# Counting Model Vectors
```{r include=FALSE}
require(mosaic) # Leave this chunk alone
```
### Group Members
add your names here!
### Introduction
We're going to pull out a small subset of the `CPS85` data in order to explore model vectors and their relationship to model terms.
First, to construct the `small` data set, follow these instructions **exactly**.
```{r}
set.seed(1234)
CPS85 <- transform(CPS85, ageGrp=as.character(ntiles(age,3)))
small <- droplevels(sample(CPS85, size=10,orig.ids=FALSE))
rownames(small) <- NULL
```
### Levels of the Categorical Variables
In this small sample, you can see how many levels there are of each categorical variable with the command `with( small, levels( variableName ) )`
```{r}
with( small, levels( sector ) )
with( small, levels( ageGrp ) )
with( small, levels( union ) )
```
## Activity
For each of the following models, your job is
* **FIRST**, to predict how many explanatory model vectors there will be in the model for this `small` data set.
* Second, confirm or refute your prediction by using the `model.matrix()` command.
* Third, explain any discrepancy between your prediction and the results of `model.matrix()`.
* Fourth, find the standard deviation of the residuals. If the model is a "perfect" fit, explain why.
### EXAMPLE:
How many explanatory model vectors in the model `wage ~ 1`?

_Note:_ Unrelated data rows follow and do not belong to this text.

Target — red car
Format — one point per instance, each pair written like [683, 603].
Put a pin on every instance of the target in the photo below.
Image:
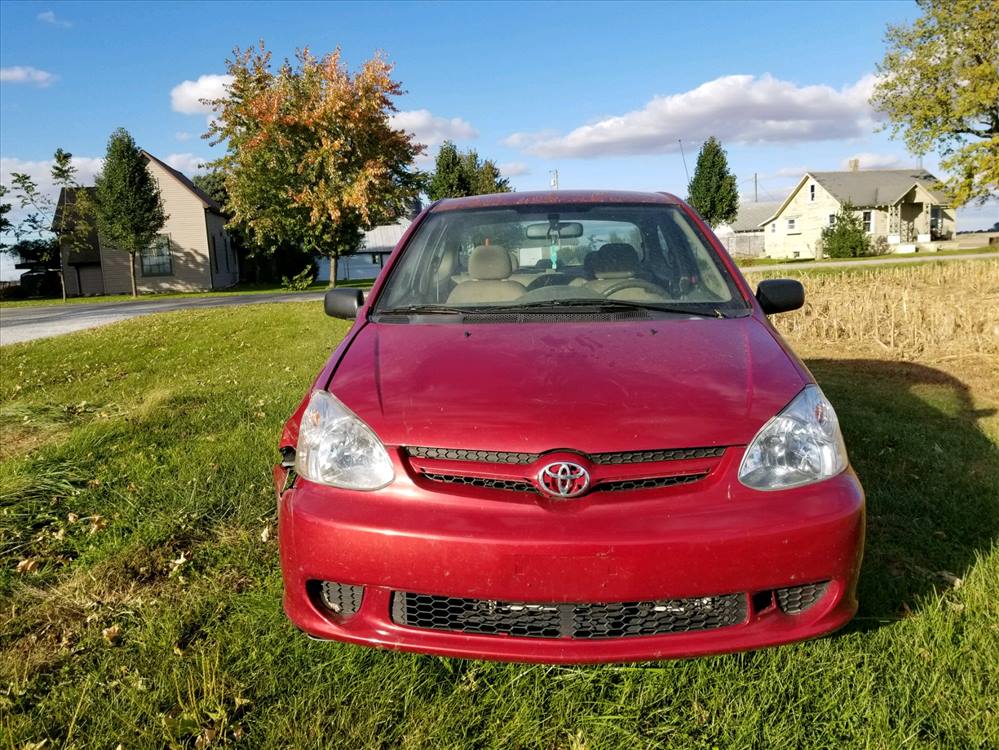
[562, 429]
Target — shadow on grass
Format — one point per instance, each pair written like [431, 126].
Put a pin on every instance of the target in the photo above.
[930, 473]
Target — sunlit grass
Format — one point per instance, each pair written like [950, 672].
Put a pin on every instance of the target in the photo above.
[149, 613]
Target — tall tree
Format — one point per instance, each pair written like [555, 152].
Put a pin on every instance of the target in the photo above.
[939, 87]
[129, 207]
[72, 220]
[457, 174]
[712, 190]
[312, 158]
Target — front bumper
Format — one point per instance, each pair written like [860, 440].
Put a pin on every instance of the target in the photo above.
[677, 543]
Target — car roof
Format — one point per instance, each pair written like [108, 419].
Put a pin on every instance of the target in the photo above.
[550, 197]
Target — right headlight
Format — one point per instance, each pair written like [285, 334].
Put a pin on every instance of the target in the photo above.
[799, 446]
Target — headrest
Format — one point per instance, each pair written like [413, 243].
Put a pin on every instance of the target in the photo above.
[615, 260]
[489, 262]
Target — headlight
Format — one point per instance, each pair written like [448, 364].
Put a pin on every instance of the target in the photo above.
[799, 446]
[336, 448]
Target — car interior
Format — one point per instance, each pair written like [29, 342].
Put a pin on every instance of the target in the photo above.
[649, 256]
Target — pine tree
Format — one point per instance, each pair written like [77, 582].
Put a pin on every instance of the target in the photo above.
[713, 191]
[129, 207]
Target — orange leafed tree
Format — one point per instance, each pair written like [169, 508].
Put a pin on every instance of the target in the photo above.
[312, 159]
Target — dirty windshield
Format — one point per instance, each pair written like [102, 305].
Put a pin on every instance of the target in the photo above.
[558, 256]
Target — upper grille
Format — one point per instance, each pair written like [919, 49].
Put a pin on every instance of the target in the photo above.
[587, 620]
[797, 599]
[505, 457]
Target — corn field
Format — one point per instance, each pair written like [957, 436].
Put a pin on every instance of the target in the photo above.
[926, 311]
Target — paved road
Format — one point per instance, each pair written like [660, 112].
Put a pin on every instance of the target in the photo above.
[886, 261]
[27, 323]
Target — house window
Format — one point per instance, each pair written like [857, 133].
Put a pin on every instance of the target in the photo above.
[156, 259]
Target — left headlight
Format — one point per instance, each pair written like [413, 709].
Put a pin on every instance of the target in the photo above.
[799, 446]
[337, 448]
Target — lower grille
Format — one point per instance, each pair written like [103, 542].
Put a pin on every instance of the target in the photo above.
[589, 621]
[797, 599]
[341, 598]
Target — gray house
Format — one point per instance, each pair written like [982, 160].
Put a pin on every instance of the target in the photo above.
[193, 252]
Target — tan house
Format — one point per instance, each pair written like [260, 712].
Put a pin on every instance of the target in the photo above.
[193, 252]
[902, 205]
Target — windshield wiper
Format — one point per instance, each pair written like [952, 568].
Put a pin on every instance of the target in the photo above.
[603, 304]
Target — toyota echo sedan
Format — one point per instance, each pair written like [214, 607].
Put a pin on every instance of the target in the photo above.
[562, 429]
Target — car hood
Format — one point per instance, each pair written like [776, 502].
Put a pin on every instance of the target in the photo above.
[590, 387]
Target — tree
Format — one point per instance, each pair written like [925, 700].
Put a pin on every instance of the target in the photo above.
[845, 237]
[713, 191]
[312, 159]
[458, 174]
[129, 206]
[939, 88]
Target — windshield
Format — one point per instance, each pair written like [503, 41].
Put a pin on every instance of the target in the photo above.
[558, 255]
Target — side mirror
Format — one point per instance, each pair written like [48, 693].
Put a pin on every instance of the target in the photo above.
[780, 295]
[343, 303]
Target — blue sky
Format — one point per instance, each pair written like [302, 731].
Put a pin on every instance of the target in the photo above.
[602, 92]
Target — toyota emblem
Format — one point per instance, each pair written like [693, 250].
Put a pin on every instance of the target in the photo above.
[564, 479]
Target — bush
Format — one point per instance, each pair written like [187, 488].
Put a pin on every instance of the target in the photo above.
[299, 282]
[846, 238]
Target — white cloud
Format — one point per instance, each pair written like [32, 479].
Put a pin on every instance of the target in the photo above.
[514, 169]
[877, 161]
[27, 74]
[186, 96]
[431, 130]
[50, 17]
[189, 164]
[736, 109]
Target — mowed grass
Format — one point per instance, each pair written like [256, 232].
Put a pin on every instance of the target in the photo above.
[136, 500]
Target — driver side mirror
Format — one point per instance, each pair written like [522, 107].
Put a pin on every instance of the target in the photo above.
[780, 295]
[343, 303]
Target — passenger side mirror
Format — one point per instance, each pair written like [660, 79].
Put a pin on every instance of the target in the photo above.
[780, 295]
[343, 303]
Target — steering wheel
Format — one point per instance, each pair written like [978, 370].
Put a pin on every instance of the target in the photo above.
[549, 279]
[642, 284]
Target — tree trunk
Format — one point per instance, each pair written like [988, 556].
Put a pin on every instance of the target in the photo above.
[131, 269]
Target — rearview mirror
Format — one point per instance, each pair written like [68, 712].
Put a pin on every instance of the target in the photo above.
[780, 295]
[343, 303]
[566, 230]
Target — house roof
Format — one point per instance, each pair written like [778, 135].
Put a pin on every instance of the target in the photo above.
[751, 215]
[200, 194]
[869, 187]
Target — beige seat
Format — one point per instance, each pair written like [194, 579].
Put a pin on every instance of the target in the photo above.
[612, 263]
[489, 267]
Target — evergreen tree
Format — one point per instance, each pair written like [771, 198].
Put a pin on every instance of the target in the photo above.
[129, 207]
[712, 191]
[458, 174]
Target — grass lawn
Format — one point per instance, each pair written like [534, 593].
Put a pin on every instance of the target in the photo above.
[248, 288]
[135, 499]
[750, 262]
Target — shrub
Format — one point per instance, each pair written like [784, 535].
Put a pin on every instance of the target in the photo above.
[846, 238]
[300, 281]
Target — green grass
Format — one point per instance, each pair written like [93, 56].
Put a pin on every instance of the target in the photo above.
[248, 288]
[136, 478]
[750, 262]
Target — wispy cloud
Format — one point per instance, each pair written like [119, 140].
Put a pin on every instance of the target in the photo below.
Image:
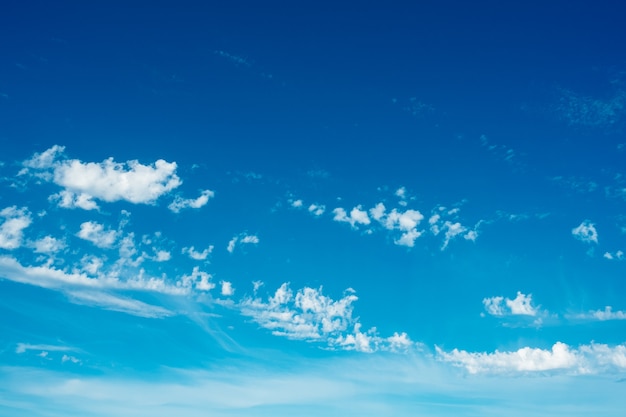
[109, 181]
[586, 232]
[561, 358]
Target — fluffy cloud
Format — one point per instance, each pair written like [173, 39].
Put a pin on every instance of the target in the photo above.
[96, 234]
[317, 209]
[602, 315]
[109, 181]
[587, 359]
[586, 232]
[520, 305]
[227, 288]
[181, 203]
[310, 315]
[198, 256]
[12, 227]
[243, 238]
[357, 216]
[49, 245]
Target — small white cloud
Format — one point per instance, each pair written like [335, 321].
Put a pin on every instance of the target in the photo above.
[48, 245]
[244, 239]
[198, 279]
[180, 203]
[357, 216]
[561, 358]
[520, 305]
[586, 232]
[12, 227]
[227, 288]
[602, 315]
[198, 256]
[317, 209]
[107, 180]
[96, 234]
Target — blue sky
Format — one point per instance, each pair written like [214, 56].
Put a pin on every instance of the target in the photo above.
[314, 209]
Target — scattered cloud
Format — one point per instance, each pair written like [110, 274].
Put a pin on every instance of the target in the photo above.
[310, 315]
[227, 288]
[561, 358]
[601, 315]
[96, 234]
[108, 181]
[587, 111]
[586, 232]
[49, 245]
[198, 256]
[521, 305]
[13, 224]
[180, 203]
[241, 239]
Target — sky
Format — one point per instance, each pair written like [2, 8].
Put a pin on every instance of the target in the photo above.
[312, 208]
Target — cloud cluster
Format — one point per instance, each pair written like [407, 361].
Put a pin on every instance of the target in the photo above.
[14, 221]
[85, 182]
[241, 239]
[561, 358]
[520, 305]
[586, 232]
[310, 315]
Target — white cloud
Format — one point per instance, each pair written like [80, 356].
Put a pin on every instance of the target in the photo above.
[49, 277]
[13, 225]
[452, 230]
[227, 288]
[357, 216]
[181, 203]
[106, 181]
[198, 279]
[120, 304]
[586, 232]
[49, 245]
[587, 359]
[24, 347]
[602, 315]
[520, 305]
[95, 233]
[310, 315]
[317, 209]
[198, 256]
[70, 200]
[242, 238]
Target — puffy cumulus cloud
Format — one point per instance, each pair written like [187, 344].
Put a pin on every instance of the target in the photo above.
[196, 255]
[96, 234]
[14, 221]
[241, 239]
[561, 358]
[199, 280]
[227, 288]
[48, 245]
[602, 315]
[405, 222]
[309, 315]
[317, 209]
[112, 302]
[520, 305]
[586, 232]
[47, 276]
[357, 216]
[619, 255]
[180, 203]
[109, 181]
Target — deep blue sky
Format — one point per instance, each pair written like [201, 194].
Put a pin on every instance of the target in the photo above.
[400, 208]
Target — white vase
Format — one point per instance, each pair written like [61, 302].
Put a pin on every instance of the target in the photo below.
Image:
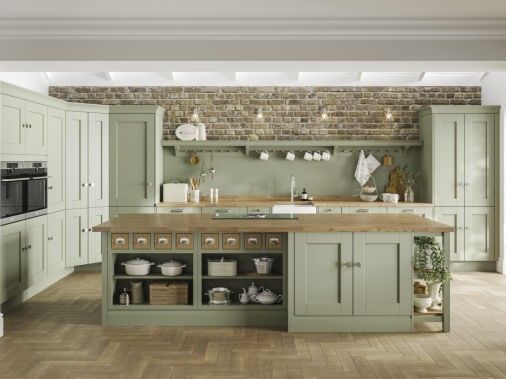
[434, 288]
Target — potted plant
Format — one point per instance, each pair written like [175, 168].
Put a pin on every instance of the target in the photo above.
[431, 266]
[408, 179]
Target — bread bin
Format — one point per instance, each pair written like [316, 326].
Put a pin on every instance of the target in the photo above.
[137, 266]
[221, 267]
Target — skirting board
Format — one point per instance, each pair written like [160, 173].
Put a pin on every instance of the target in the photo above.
[474, 266]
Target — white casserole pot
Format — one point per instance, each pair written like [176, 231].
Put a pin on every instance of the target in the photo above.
[137, 266]
[172, 268]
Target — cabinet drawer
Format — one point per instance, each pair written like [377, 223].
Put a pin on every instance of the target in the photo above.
[253, 241]
[214, 210]
[175, 210]
[329, 210]
[364, 210]
[257, 210]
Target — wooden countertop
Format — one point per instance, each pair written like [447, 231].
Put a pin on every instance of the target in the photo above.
[144, 223]
[327, 201]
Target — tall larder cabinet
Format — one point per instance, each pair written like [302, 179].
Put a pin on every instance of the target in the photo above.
[459, 172]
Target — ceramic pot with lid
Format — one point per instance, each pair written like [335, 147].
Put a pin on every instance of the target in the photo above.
[172, 268]
[137, 266]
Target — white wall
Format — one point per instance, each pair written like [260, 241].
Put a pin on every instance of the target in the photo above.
[494, 93]
[34, 81]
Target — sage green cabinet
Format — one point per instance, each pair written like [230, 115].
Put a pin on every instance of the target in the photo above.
[479, 234]
[323, 283]
[135, 155]
[24, 127]
[382, 279]
[453, 216]
[55, 243]
[56, 160]
[12, 260]
[36, 250]
[82, 245]
[77, 160]
[87, 160]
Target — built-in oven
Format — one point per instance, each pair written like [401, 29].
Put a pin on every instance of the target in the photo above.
[23, 191]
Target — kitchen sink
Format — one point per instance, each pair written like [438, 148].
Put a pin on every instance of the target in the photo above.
[308, 208]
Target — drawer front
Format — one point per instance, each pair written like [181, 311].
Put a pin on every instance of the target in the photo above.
[253, 241]
[425, 212]
[257, 210]
[120, 241]
[163, 241]
[210, 241]
[231, 241]
[329, 210]
[364, 210]
[142, 241]
[274, 241]
[180, 210]
[184, 241]
[214, 210]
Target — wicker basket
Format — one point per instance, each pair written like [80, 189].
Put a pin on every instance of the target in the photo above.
[168, 293]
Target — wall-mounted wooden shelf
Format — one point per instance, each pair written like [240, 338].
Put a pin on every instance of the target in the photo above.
[333, 146]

* Prediction: There's just one, the intercept. A vector of all 1s.
* Confirming
```{r}
mod = lm( wage~1, data=small )
model.matrix(mod)
```
The prediction was right.
The standard deviation of residuals is
```{r}
sd( resid(mod) )
```
Not at all a perfect fit. Indeed, the model "explains" nothing, since the residuals have a standard deviation that is every bit as large as the response variable itself:
```{r}
sd( wage, data=small )
```
### Model 1: `wage ~ sex`
### Model 2: `wage ~ sector`
### Model 3: `wage ~ union`
### Model 4: `wage ~ ageGrp`
### Model 5: `wage ~ educ + sex`
### Model 6: `wage ~ age + ageGrp`
### Model 7: `wage ~ educ * sex`
### Model 8: `wage ~ age * sector`
### Model 9: `wage ~ age * sector + age * sex`
In this model, some of the coefficients are `NA`.
```{r}
mod9 = lm( wage ~ age * sector + age * sex, data=small )
coef(mod9)
```
Look at the model matrix and try to figure out why these are NA.
### Model 10: `wage ~ ageGrp*sector + ageGrp*sex + age*sector`
Again, some of the coefficients in the model are `NA`.
```{r}
mod10 = lm( wage ~ ageGrp*sector + ageGrp*sex + age*sector, data=small )
coef(mod10)
```
Explain why.
Are those coefficients also `NA` on the model fitted to the whole of `CPS85`?
### Finally ...
Try fitting the last model to `CPS85` (rather than `small`) and look at the standard deviation of the residuals. Comment on the difference from the residuals fitted to `small`).